Klint Kubiak isn’t wasting time.
Before the Raiders even make their No. 1 overall pick official, they’re quietly reshaping the trenches — and they just plucked a key piece from Jacksonville to do it.

The Las Vegas Raiders have hired Jaguars defensive assistant Mario Jeberaeel as their new offensive run game coordinator, according to NFL Network’s Tom Pelissero. And while the title alone raises eyebrows, the move says far more about where Kubiak wants this offense to go in 2026.
From Defense in Jacksonville… to Offense in Vegas
On paper, the transition feels unusual.

Jeberaeel spent the last two seasons in Jacksonville working on the defensive side of the ball — first as assistant outside linebackers coach in 2024 under Ryan Nielsen, then retained in 2025 under head coach Liam Coen.
But dig deeper, and the hire starts to make sense.
Jeberaeel’s roots are in the offensive line. He played offensive line in college and began his coaching career as an assistant offensive line coach before climbing to the NFL as the Falcons’ assistant offensive line coach in 2022.
This isn’t a defensive coach switching sides.

It’s a trench specialist returning home.
And Kubiak clearly values that.
What This Signals About the Raiders’ Identity
New head coach Klint Kubiak just coordinated a Super Bowl-winning offense in Seattle built on structure, balance, and physicality. If the Raiders follow that blueprint, the run game won’t be a supporting act — it will be foundational.

Hiring a dedicated run game coordinator underscores that priority.
This move suggests Las Vegas is serious about:
- Establishing physical dominance up front
- Maximizing young running back Ashton Jeanty
- Supporting a likely rookie quarterback (Fernando Mendoza remains heavily projected at No. 1 overall)
- Creating play-action opportunities in Kubiak’s system
If Mendoza is the future, the run game is the safety net.
Jeberaeel’s task? Build it.
A Jacksonville Staff in Flux
For the Jaguars, this marks another departure in an offseason already filled with change.

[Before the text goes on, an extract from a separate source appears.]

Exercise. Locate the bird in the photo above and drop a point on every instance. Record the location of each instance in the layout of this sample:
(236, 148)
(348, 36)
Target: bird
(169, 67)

Jeberaeel becomes the third assistant from the 2025 staff to leave, joining:
- Secondary coach Ron Milius
- Assistant offensive line coach/run game specialist Keli’i Kekuewa (now Stanford’s OL coach)
Jacksonville has already made internal adjustments, hiring Mathieu Araujo as defensive passing game coordinator and Brian Picucci as offensive run game coordinator.
But more evolution is coming.
General manager James Gladstone recently hinted that defensive coordinator Anthony Campanile’s scheme will shift in 2026, emphasizing pressure metrics over raw sack totals.
Translation? Jacksonville is retooling.
And Las Vegas just benefited from that transition.
Why This Hire Matters More Than It Looks
Coordinator hires grab headlines.
Run game coordinators rarely do.
But in Kubiak’s system — and especially with a young quarterback potentially stepping into the spotlight — this role is critical.
If the Raiders can:
- Stabilize the offensive line
- Develop Jeanty into a true workhorse
- Keep defenses honest with consistent ground production
Then Mendoza (or whoever starts under center) won’t have to play hero every Sunday.
That’s how smart rebuilds happen.
Quietly.
Deliberately.
In the trenches.
The Bigger Picture
Kubiak isn’t assembling a flashy staff.
He’s assembling a functional one.

Jeberaeel brings offensive line DNA, defensive perspective, and NFL experience — a blend that could prove valuable when crafting run schemes that counter modern defensive trends.
The Raiders may dominate draft headlines in April.
But this move in February might be just as important.
Because before quarterbacks win championships…
Someone has to open the hole.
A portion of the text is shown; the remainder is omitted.